Circa un mese dopo la morte di Faisal, il recluso Deniz Resit Pinaroglu dichiara l’inizio dello sciopero della fame tramite una lettera pubblica consegnata agli avvocati. Deniz è un dissidente turco, giornalista e attivista politico di sinistra che si oppone al regime di Erdogan. Dopo il tentato colpo di stato del 15 luglio 2016, la rappresaglia verso i giornalisti comporta per Deniz l’ennesima accusa. Per sfuggire a una nuova prigionia, decide di lasciare il paese con mezzi di fortuna. Giunto a Piacenza viene fermato per un controllo e, nonostante sia provvisto della richiesta di asilo politico, viene trasferito al CPR di Torino. Dopo una lunga battaglia portata avanti con lo sciopero della fame, e parallelamente da avvocati e attivisti, anche a livello internazionale, Deniz riesce a uscire dal CPR ed evitare il rimpatrio che lo avrebbe condotto alla galera e alle torture del governo di Erdogan. Epilogo rarissimo.
Durante la detenzione, come altri prima e dopo di lui, Deniz è riuscito a far uscire dal centro per il rimpatrio decine di foto e video che ritraevano proteste, tentati suicidi, atti di autolesionismo, mostrando così le pessime condizioni igienico-sanitarie della struttura. Una pratica che la prefettura di Torino decide di ostacolare, dapprima rendendo inutilizzabili le fotocamere dei detenuti al loro ingresso nel centro e, in seguito, negandone l’accesso. Tale misura ha colpito doppiamente i detenuti. Da un lato il telefono era l’unico modo per poter rimanere in contatto con i familiari e dall’altra evitava di dover continuamente compilare la “domandina” indirizzata a operatori e forze dell’ordine per parlare con gli avvocati.
I telefoni sono stati individuati anche come il mezzo attraverso cui, da fuori le mura, i militanti antirazzisti avrebbero diretto le periodiche rivolte: una narrazione che relega i reclusi al ruolo di marionette per gli scopi di gruppi politici estranei alla condizione dei detenuti.

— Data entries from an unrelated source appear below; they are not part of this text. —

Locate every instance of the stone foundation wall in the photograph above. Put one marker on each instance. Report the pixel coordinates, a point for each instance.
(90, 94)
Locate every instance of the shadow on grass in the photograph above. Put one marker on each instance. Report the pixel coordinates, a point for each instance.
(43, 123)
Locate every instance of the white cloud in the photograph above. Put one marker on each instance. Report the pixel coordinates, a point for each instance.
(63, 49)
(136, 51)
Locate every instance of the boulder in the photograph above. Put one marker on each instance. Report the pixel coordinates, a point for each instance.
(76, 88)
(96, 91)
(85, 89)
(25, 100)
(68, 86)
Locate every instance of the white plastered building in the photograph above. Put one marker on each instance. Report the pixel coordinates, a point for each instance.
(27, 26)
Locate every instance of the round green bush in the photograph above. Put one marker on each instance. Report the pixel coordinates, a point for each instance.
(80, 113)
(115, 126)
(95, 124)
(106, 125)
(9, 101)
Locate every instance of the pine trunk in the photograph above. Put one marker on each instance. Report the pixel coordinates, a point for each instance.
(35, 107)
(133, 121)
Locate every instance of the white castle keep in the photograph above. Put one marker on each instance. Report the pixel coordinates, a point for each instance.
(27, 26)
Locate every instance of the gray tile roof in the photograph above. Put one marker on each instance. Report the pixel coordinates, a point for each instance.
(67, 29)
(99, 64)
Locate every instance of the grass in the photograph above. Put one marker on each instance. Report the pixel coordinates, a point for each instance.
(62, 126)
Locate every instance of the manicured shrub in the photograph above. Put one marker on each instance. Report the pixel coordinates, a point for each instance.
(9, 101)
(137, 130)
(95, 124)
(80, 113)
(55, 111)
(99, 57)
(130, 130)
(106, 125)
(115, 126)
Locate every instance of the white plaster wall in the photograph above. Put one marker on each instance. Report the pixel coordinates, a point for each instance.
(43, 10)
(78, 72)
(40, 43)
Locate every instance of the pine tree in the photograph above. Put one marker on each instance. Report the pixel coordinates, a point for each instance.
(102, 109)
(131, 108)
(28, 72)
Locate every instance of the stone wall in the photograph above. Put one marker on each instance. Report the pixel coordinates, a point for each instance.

I cellulari personali sono stati sostituiti con cabine telefoniche a pagamento, spesso mal funzionanti e soprattutto non abilitate a ricevere chiamate in entrata. La possibilità di effettuare chiamate internazionali verso parenti e amici, utilizzando applicazioni online, si è tramutata nella consegna di tessere telefoniche da cinque euro, credito assolutamente insufficiente per garantire ai detenuti il diritto alla comunicazione con l’esterno.
La scelta della prefettura ha avuto come ovvia conseguenza l’isolamento dei reclusi, la recisione di molti legami di solidarietà esistenti con l’esterno, e allo stesso tempo ha reso complicato, se non impossibile, crearne di nuovi.
Dopo la morte di Faisal Hossein e le polemiche scaturitene, l’ordine dei medici di Torino ha intavolato una trattativa a porte chiuse con prefettura e Gepsa per affiancare con medici volontari i dottori assunti da Gepsa, con l’obiettivo di migliorare il servizio sanitario all’interno del CPR. I risultati della trattativa, così come l’esistenza della stessa, sono diventati di dominio pubblico solo nel marzo 2021.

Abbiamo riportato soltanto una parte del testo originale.